# orgasm and vibrator



## baseballmike35t (Oct 4, 2008)

Hi all

I am Mike and I am 35 and married for 8 years to a wonderful woman. Were both Christians and my wife was a virgin when we got married. This is tough for me but I really need other woman's thought on the below. 

It's been 8 years and I don't think my wife has had a orgasm. Sometimes she can be sexual other times she just wants to make love. I understand after reading everything about orgasms that a woman needs about 20 minutes to even come close to orgasms. 

When we make love, I do my best to extend foreplay but she wants me ASAP, sometimes without me even touching her.

we went away a few weeks ago without the kids, 2 boys and 1 daughter alone for a weekend so I purchased a vibrator to spice things up. 

We did have a few drinks that night and I explained that I had a surprise and to make a long story short, I tried to use the vibrator on her.

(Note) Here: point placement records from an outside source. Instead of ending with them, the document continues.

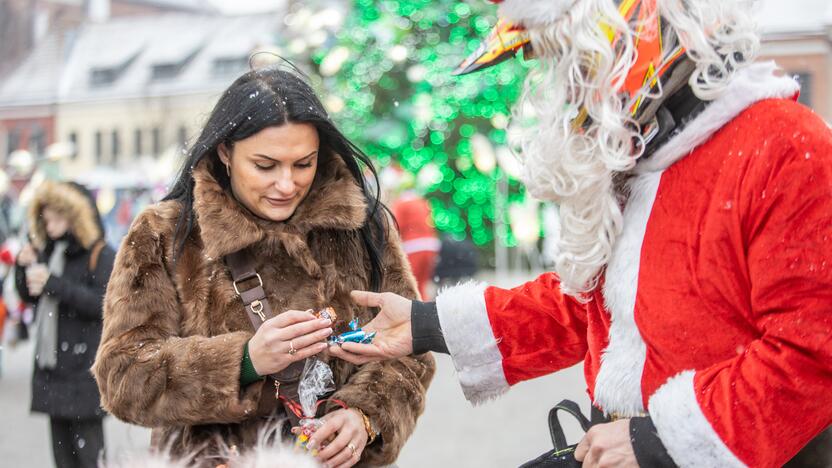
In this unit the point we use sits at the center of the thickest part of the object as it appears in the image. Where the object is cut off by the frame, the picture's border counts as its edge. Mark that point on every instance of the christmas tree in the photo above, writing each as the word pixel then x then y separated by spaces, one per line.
pixel 387 80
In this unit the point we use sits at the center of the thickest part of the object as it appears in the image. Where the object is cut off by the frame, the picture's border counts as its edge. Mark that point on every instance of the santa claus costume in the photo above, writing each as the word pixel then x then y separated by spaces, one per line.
pixel 706 313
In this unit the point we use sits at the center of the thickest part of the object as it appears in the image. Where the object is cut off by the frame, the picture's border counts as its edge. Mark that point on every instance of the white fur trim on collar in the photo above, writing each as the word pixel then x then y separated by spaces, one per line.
pixel 534 12
pixel 750 85
pixel 684 430
pixel 471 343
pixel 618 386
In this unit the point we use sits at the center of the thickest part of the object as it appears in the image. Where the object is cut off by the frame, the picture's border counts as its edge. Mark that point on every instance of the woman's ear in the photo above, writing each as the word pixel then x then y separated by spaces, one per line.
pixel 224 153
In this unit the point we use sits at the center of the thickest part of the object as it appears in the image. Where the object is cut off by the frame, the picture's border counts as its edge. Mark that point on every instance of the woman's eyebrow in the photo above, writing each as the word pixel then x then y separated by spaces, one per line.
pixel 277 161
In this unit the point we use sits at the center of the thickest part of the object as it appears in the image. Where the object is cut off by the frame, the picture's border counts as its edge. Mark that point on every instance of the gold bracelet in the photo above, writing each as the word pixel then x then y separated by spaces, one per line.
pixel 368 426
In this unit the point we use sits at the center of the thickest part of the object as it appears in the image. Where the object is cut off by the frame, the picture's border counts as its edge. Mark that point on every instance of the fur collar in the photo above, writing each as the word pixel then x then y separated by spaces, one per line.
pixel 750 85
pixel 70 202
pixel 334 202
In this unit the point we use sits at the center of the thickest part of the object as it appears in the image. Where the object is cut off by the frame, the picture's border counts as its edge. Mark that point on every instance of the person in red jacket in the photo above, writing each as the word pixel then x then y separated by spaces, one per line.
pixel 415 221
pixel 694 278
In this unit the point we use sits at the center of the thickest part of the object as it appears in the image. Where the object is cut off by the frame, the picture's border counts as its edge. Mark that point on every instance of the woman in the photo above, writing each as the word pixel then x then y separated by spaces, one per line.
pixel 64 271
pixel 270 175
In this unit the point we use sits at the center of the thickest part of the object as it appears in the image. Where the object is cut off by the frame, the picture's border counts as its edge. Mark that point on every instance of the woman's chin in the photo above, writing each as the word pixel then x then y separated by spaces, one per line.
pixel 277 214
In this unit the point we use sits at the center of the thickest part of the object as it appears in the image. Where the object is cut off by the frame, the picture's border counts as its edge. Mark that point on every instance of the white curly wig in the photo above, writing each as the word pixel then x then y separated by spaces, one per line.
pixel 581 69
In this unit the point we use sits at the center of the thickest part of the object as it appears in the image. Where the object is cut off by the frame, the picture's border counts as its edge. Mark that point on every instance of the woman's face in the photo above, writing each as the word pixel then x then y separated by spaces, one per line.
pixel 272 170
pixel 56 224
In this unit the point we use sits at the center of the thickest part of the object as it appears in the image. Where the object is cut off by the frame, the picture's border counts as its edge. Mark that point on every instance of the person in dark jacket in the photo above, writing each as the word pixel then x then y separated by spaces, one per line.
pixel 63 272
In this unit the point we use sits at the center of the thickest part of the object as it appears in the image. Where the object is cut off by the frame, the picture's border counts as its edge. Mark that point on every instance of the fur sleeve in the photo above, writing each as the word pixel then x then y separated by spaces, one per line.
pixel 391 393
pixel 146 373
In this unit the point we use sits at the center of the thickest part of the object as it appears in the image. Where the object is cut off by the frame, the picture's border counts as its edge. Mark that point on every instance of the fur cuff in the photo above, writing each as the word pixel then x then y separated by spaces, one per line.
pixel 685 431
pixel 532 13
pixel 471 342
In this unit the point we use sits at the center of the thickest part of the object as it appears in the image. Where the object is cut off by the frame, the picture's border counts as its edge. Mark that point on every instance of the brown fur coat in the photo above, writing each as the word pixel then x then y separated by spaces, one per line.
pixel 174 332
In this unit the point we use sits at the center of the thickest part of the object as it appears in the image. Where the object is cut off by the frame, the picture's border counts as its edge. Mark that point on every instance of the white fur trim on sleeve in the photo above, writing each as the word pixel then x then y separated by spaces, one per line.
pixel 470 340
pixel 532 13
pixel 685 432
pixel 750 85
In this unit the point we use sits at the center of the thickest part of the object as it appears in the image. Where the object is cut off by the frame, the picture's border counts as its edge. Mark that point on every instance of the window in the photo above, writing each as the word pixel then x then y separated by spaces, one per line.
pixel 182 137
pixel 99 147
pixel 115 146
pixel 137 142
pixel 73 140
pixel 225 66
pixel 805 80
pixel 165 71
pixel 37 141
pixel 157 141
pixel 13 142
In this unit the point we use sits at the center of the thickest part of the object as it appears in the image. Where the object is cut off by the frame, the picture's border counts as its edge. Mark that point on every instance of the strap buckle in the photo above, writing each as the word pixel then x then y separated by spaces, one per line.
pixel 259 279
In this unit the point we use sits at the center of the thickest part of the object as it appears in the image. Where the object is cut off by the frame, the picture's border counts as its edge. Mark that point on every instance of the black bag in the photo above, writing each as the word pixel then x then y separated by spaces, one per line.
pixel 563 455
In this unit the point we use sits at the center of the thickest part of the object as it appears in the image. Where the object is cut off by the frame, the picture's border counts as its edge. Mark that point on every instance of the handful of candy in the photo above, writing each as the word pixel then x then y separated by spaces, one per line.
pixel 327 313
pixel 308 426
pixel 355 335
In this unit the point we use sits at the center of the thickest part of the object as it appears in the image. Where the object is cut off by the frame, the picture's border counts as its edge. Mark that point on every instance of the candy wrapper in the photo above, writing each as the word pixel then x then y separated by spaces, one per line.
pixel 355 335
pixel 327 313
pixel 315 381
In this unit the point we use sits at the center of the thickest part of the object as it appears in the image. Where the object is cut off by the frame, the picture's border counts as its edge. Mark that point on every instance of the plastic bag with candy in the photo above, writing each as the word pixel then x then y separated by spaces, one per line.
pixel 315 381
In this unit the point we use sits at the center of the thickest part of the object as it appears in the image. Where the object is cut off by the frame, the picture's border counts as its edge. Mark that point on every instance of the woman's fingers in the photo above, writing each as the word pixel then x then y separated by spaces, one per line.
pixel 367 299
pixel 323 433
pixel 297 330
pixel 311 339
pixel 339 353
pixel 336 446
pixel 308 351
pixel 345 458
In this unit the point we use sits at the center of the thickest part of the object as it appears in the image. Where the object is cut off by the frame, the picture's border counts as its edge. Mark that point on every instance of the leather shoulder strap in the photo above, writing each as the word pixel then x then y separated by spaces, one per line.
pixel 95 253
pixel 258 309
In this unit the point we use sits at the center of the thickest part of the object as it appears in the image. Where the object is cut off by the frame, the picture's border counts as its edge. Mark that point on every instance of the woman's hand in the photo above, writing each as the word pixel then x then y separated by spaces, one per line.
pixel 347 426
pixel 607 445
pixel 394 337
pixel 291 336
pixel 36 277
pixel 27 256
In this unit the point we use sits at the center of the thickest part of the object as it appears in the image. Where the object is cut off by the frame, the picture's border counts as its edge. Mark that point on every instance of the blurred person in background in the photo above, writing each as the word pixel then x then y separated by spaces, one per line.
pixel 273 180
pixel 413 216
pixel 692 275
pixel 458 261
pixel 63 272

I went down while I played because it was a turnon for myself just watching but it didn't seem she enjoyed it ( this is after we played with each otherm, I didn't rush down there )

But what gives, I thought this would be the night that she would finally have a orgasm. She tells me that it's more my toy than hers. I just don't get it. I make jokes " don't let me catch you using this alone" but it doesn't fade her. I asked her how did it feel and she said it was ok. 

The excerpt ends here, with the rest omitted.